Treni, autobus e mezzi pubblici si fermano in tre regioni il 21 gennaio, aggiungendosi a una serie di scioperi che stanno rendendo questo mese particolarmente intenso.
Mobilità20 Gennaio 2025 - ore 17:46 - Redatto da Meteo.it
Mobilità20 Gennaio 2025 - ore 17:46 - Redatto da Meteo.it

Sciopero il 21 gennaio 2025 in Puglia, Piemonte e Trentino Alto Adige: si fermano numerose aziende del trasporto pubblico locale e ferroviario. I lavoratori protestano per ottenere condizioni contrattuali più favorevoli, maggiori garanzie di sicurezza sul lavoro e il rispetto degli accordi sindacali.
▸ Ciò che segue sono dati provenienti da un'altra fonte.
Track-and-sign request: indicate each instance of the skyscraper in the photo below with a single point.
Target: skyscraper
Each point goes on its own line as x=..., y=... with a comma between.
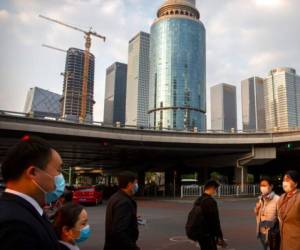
x=253, y=108
x=177, y=93
x=41, y=103
x=138, y=81
x=223, y=107
x=282, y=99
x=72, y=89
x=115, y=94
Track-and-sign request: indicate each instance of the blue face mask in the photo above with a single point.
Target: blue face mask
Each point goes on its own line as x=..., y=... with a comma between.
x=85, y=233
x=59, y=190
x=60, y=183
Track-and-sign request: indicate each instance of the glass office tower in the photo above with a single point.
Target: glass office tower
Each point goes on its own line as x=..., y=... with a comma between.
x=177, y=89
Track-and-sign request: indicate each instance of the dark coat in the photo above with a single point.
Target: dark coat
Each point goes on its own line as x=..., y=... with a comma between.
x=121, y=229
x=211, y=216
x=290, y=222
x=22, y=227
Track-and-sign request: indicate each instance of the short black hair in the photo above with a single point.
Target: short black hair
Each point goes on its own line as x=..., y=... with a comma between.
x=267, y=179
x=29, y=151
x=66, y=216
x=294, y=175
x=125, y=178
x=68, y=196
x=211, y=183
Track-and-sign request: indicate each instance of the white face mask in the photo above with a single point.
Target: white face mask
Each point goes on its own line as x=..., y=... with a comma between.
x=264, y=190
x=287, y=186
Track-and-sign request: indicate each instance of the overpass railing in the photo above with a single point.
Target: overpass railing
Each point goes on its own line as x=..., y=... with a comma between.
x=162, y=129
x=223, y=191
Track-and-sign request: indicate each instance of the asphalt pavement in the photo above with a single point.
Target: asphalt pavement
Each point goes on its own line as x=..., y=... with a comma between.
x=166, y=219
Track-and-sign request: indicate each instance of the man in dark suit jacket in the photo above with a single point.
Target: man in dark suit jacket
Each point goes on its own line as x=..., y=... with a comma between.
x=121, y=216
x=29, y=172
x=212, y=235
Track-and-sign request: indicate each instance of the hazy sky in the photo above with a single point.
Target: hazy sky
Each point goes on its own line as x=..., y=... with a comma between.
x=244, y=38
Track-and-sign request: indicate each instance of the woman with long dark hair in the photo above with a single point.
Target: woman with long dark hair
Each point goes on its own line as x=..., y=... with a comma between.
x=71, y=226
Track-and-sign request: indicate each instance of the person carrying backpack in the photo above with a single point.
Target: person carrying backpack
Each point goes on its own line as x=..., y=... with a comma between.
x=203, y=224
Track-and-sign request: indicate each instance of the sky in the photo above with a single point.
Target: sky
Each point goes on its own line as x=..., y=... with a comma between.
x=244, y=38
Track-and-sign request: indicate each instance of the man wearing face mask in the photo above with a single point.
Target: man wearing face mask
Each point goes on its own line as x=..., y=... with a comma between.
x=32, y=174
x=266, y=216
x=289, y=212
x=121, y=231
x=206, y=226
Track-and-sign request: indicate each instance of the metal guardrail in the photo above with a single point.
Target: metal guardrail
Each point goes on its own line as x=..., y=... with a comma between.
x=122, y=126
x=223, y=191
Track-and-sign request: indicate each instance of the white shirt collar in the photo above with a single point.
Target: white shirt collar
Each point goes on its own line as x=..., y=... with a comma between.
x=72, y=247
x=26, y=197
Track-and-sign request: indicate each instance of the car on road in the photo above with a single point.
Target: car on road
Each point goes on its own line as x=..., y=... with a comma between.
x=88, y=195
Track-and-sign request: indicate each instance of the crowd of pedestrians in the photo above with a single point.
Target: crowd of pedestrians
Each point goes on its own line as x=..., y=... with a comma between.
x=37, y=212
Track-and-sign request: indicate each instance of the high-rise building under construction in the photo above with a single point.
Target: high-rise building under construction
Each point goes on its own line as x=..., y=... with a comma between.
x=73, y=82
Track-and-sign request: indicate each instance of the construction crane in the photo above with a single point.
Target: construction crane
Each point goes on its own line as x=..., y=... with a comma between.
x=52, y=47
x=88, y=43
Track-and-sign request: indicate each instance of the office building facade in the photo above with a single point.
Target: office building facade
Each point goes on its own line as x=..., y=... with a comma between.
x=115, y=94
x=137, y=93
x=223, y=107
x=41, y=103
x=177, y=93
x=253, y=108
x=72, y=89
x=282, y=99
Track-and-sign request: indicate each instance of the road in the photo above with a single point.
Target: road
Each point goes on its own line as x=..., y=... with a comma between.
x=165, y=225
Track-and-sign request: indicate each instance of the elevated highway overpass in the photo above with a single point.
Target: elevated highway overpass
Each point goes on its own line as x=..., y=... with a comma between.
x=112, y=148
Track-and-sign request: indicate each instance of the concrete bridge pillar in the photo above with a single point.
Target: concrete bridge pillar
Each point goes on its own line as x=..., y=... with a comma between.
x=141, y=182
x=203, y=174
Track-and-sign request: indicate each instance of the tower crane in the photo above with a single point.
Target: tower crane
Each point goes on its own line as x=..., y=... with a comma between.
x=88, y=43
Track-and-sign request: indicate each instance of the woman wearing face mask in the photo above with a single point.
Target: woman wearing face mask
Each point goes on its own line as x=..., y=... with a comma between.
x=289, y=212
x=266, y=215
x=71, y=226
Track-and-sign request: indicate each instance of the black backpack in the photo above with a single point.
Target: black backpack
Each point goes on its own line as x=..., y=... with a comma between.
x=195, y=223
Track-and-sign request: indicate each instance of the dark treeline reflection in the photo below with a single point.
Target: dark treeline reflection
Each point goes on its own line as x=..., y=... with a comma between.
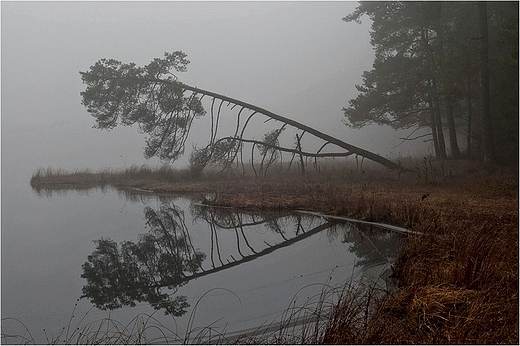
x=165, y=258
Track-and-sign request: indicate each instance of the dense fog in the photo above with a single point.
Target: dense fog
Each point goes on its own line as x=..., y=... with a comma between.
x=298, y=59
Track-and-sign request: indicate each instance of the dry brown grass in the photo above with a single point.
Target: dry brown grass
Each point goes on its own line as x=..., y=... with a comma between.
x=458, y=281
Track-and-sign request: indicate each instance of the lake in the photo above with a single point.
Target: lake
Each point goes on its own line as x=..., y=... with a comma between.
x=215, y=271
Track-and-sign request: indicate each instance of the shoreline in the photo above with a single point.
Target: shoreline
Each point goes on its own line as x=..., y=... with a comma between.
x=458, y=274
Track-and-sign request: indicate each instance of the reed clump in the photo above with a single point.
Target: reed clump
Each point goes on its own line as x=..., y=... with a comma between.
x=457, y=280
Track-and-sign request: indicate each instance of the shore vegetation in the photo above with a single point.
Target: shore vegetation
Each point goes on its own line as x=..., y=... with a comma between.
x=457, y=277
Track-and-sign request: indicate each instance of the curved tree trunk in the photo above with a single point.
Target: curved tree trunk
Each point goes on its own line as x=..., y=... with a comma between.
x=351, y=148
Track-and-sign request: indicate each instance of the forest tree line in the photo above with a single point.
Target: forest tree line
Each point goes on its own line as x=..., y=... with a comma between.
x=450, y=67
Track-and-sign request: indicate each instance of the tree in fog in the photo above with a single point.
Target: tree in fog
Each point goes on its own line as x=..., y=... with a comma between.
x=427, y=67
x=153, y=98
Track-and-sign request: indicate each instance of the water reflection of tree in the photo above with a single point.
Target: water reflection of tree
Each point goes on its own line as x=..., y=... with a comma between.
x=135, y=272
x=236, y=221
x=372, y=245
x=165, y=258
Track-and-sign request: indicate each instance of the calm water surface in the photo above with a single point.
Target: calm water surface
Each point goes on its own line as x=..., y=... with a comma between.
x=145, y=255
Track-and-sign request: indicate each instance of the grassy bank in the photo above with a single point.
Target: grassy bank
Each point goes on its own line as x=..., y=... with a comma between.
x=458, y=281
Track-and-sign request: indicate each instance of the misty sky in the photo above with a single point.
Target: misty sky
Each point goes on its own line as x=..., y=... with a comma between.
x=297, y=59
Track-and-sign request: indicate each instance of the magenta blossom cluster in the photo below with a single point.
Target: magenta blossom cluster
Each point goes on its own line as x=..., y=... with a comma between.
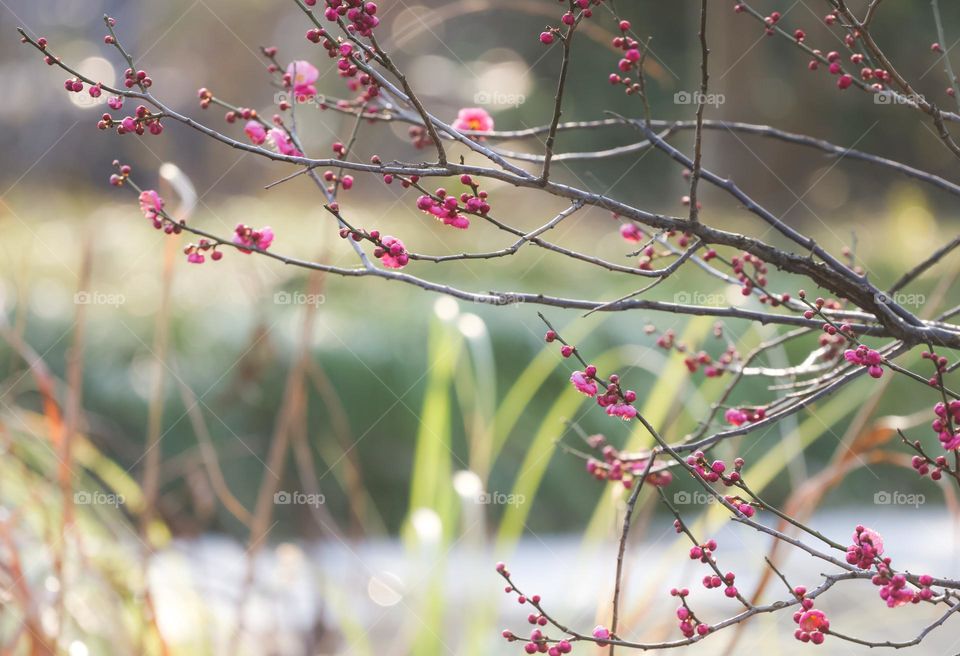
x=615, y=465
x=448, y=209
x=151, y=204
x=947, y=419
x=717, y=471
x=392, y=253
x=812, y=623
x=866, y=357
x=474, y=119
x=569, y=19
x=866, y=552
x=301, y=76
x=360, y=16
x=689, y=623
x=614, y=400
x=538, y=641
x=244, y=235
x=741, y=416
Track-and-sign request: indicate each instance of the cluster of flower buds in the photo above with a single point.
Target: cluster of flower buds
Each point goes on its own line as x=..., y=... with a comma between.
x=630, y=61
x=866, y=357
x=141, y=122
x=360, y=16
x=449, y=209
x=866, y=548
x=244, y=235
x=615, y=400
x=195, y=252
x=702, y=552
x=866, y=552
x=538, y=641
x=812, y=624
x=713, y=581
x=689, y=624
x=945, y=426
x=569, y=19
x=616, y=465
x=132, y=78
x=741, y=416
x=922, y=465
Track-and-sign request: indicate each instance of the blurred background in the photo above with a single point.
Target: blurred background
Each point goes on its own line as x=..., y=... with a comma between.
x=422, y=433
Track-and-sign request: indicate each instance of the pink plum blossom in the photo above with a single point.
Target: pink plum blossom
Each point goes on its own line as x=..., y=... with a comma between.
x=283, y=143
x=256, y=132
x=302, y=76
x=473, y=118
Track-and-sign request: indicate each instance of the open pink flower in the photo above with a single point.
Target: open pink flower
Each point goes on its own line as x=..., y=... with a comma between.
x=473, y=118
x=283, y=143
x=302, y=76
x=447, y=211
x=256, y=132
x=393, y=254
x=244, y=235
x=866, y=548
x=583, y=384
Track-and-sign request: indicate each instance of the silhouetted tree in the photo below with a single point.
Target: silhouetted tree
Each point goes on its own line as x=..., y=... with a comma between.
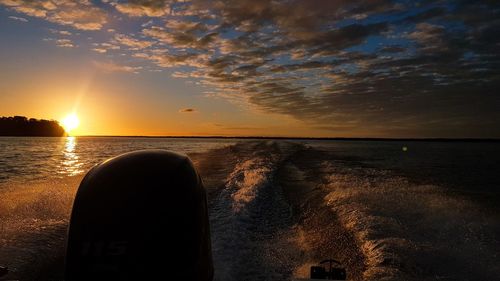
x=22, y=126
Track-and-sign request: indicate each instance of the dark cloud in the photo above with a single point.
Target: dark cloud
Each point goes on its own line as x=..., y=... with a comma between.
x=398, y=68
x=187, y=110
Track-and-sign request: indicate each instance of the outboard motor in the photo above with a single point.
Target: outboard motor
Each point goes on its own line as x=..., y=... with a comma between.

Sciopero del 21 gennaio in Puglia: la situazione

La Puglia è la regione più interessata dalle mobilitazioni, con numerose aziende che partecipano agli scioperi promossi dai sindacati. Possibili disagi potrebbero coinvolgere anche le regioni vicine.

I dipendenti delle Ferrovie Sud Est scioperano per 4 ore, dalle 15:40 alle 19:39. Le sigle sindacali Filt-Cgil, Fit-Cisl, Uilt-Uil e Faisa-Cisal rivendicano miglioramenti salariali, condizioni lavorative più favorevoli e interventi per garantire maggiore sicurezza operativa.
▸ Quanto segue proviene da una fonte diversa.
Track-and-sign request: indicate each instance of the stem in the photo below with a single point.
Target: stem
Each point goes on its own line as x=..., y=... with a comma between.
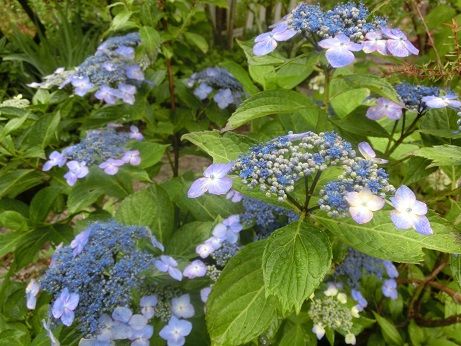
x=312, y=188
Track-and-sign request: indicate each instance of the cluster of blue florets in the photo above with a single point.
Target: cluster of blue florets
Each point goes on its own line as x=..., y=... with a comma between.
x=412, y=95
x=218, y=81
x=112, y=72
x=356, y=265
x=276, y=165
x=106, y=148
x=102, y=265
x=351, y=19
x=265, y=217
x=358, y=174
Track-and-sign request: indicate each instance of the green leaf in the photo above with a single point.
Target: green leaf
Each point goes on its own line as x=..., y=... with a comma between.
x=186, y=238
x=375, y=84
x=222, y=148
x=43, y=202
x=373, y=238
x=150, y=40
x=197, y=40
x=441, y=155
x=269, y=103
x=390, y=332
x=237, y=309
x=150, y=207
x=295, y=261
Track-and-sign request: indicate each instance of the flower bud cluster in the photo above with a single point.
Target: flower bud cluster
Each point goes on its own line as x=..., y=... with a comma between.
x=106, y=148
x=276, y=165
x=111, y=72
x=358, y=174
x=218, y=81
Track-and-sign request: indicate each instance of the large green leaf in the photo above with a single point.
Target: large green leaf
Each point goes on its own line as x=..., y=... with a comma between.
x=295, y=261
x=222, y=148
x=150, y=207
x=237, y=309
x=375, y=84
x=268, y=103
x=441, y=155
x=380, y=238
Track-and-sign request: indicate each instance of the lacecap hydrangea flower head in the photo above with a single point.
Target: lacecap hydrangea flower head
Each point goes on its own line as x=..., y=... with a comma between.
x=419, y=98
x=94, y=281
x=345, y=29
x=106, y=148
x=112, y=73
x=218, y=82
x=360, y=190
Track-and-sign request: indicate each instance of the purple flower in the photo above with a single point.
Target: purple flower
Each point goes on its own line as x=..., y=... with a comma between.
x=362, y=205
x=175, y=331
x=196, y=269
x=339, y=50
x=107, y=94
x=77, y=170
x=223, y=98
x=111, y=166
x=409, y=213
x=56, y=159
x=202, y=91
x=32, y=290
x=64, y=306
x=126, y=52
x=204, y=293
x=132, y=157
x=215, y=181
x=374, y=43
x=267, y=42
x=449, y=100
x=181, y=307
x=391, y=270
x=397, y=43
x=127, y=92
x=168, y=264
x=81, y=84
x=389, y=289
x=234, y=196
x=134, y=72
x=80, y=241
x=148, y=304
x=385, y=108
x=135, y=134
x=358, y=297
x=368, y=153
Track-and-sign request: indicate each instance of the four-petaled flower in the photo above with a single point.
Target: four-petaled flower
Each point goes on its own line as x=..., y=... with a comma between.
x=448, y=100
x=339, y=50
x=215, y=181
x=409, y=213
x=362, y=204
x=267, y=42
x=397, y=43
x=384, y=108
x=167, y=264
x=175, y=331
x=56, y=159
x=32, y=290
x=64, y=306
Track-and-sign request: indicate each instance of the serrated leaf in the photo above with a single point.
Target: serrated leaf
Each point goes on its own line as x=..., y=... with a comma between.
x=374, y=238
x=150, y=207
x=237, y=309
x=295, y=261
x=375, y=84
x=441, y=155
x=222, y=148
x=267, y=103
A Lecce, i lavoratori della Sgm, Società Gestione Multipla, come proclama la Uilt-Uil, si astengono dal lavoro per 3 ore, dalle 9.30 alle 12.30. La protesta punta a ottenere un adeguamento salariale e una migliore organizzazione del lavoro.
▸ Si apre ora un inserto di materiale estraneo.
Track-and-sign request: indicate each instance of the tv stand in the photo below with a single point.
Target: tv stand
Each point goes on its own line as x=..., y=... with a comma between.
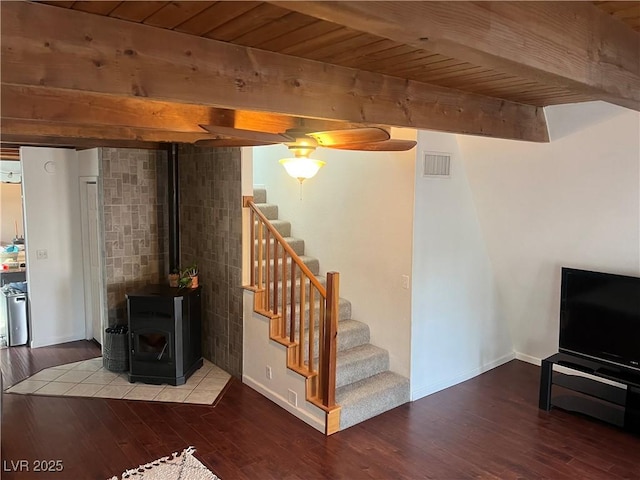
x=612, y=404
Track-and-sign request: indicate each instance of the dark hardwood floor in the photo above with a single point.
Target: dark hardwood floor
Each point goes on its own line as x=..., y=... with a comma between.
x=489, y=427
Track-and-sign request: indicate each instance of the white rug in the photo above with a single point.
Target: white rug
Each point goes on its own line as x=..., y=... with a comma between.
x=179, y=466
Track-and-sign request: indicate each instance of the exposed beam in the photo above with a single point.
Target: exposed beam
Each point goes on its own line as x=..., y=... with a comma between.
x=79, y=143
x=69, y=131
x=572, y=45
x=53, y=47
x=84, y=107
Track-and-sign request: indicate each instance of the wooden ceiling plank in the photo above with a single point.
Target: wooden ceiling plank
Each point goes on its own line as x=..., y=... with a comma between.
x=173, y=14
x=136, y=11
x=326, y=52
x=308, y=47
x=248, y=21
x=41, y=45
x=597, y=56
x=300, y=36
x=281, y=27
x=98, y=8
x=217, y=14
x=349, y=57
x=61, y=4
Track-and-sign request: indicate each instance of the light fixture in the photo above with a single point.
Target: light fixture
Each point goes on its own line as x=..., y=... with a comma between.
x=301, y=166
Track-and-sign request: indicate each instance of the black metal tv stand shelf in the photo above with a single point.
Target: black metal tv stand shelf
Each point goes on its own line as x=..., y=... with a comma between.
x=610, y=403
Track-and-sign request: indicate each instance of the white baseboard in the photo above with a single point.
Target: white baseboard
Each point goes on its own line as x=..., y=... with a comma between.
x=528, y=358
x=47, y=342
x=282, y=402
x=423, y=391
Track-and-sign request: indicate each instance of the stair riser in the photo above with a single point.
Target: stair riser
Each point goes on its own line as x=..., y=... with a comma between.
x=344, y=313
x=282, y=227
x=361, y=369
x=312, y=264
x=269, y=211
x=259, y=195
x=346, y=339
x=382, y=401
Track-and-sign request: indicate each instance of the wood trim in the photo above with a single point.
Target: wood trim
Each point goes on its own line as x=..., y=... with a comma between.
x=596, y=55
x=312, y=278
x=329, y=347
x=41, y=44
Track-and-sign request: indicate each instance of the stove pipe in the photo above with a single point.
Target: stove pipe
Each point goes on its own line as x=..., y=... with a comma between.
x=173, y=194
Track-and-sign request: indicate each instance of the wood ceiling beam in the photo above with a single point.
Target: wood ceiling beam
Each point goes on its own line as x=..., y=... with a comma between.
x=572, y=45
x=64, y=49
x=51, y=112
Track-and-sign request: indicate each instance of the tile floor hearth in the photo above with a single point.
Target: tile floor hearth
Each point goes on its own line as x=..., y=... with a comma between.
x=88, y=378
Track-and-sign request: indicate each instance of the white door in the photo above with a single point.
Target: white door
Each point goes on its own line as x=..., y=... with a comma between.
x=91, y=256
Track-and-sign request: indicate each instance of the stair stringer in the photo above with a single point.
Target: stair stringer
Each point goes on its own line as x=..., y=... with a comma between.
x=261, y=351
x=365, y=394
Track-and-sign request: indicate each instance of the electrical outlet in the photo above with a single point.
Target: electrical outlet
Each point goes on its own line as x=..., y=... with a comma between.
x=293, y=398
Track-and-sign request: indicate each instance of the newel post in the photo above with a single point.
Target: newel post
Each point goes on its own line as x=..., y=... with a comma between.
x=329, y=347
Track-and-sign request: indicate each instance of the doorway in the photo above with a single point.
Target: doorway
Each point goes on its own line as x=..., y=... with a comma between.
x=92, y=259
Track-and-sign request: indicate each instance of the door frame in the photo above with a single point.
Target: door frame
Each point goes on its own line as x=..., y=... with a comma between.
x=86, y=260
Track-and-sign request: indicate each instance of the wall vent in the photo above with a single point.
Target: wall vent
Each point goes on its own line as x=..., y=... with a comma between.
x=436, y=164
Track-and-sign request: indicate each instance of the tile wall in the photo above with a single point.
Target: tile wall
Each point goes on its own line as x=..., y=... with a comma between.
x=135, y=220
x=211, y=235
A Bari, i dipendenti delle Ferrovie Appulo Lucane incrociano le braccia per 4 ore, dalle 15.40 alle 19.39, denunciando carenze nell’organizzazione aziendale e chiedendo miglioramenti ai contratti collettivi.

Anche le autolinee Paolo Scoppio e Figlio e Sabato Viaggi si fermano nella stessa fascia oraria, con i sindacati Filt-Cgil, Fit-Cisl e Faisa-Cisal che contestano la mancata applicazione degli accordi sindacali e sollecitano condizioni lavorative più dignitose.

Sciopero del 21 gennaio in Piemonte: la situazione

In Piemonte, l’Atap, attiva nelle province di Biella e Vercelli, è coinvolta in uno sciopero di 24 ore proclamato da Filt-Cgil, Fit-Cisl e Cambiamenti M410.

I sindacati denunciano una cronica carenza di personale, che peggiora le condizioni di lavoro e compromette la qualità del servizio pubblico. La richiesta principale è l’attuazione di un piano di assunzioni per garantire una copertura adeguata dei turni e una maggiore sostenibilità lavorativa. Sul sito dell’azienda non compaiono aggiornamenti relativi alla mobilitazione, indetta il 28 novembre, ma lo sciopero è confermato sul portale del Ministero delle Infrastrutture e dei Trasporti.

Sciopero del 21 gennaio in Trentino Alto Adige: la situazione

In Trentino-Alto Adige, i lavoratori della Coopservice, impiegati negli appalti ferroviari presso gli stabilimenti di Bolzano, Merano, Brennero e San Candido, scioperano nella seconda metà di ogni turno di lavoro. Le sigle sindacali Sgb e Fit-Cisl rivendicano il rispetto degli accordi aziendali, con un focus particolare sull’organizzazione dei turni.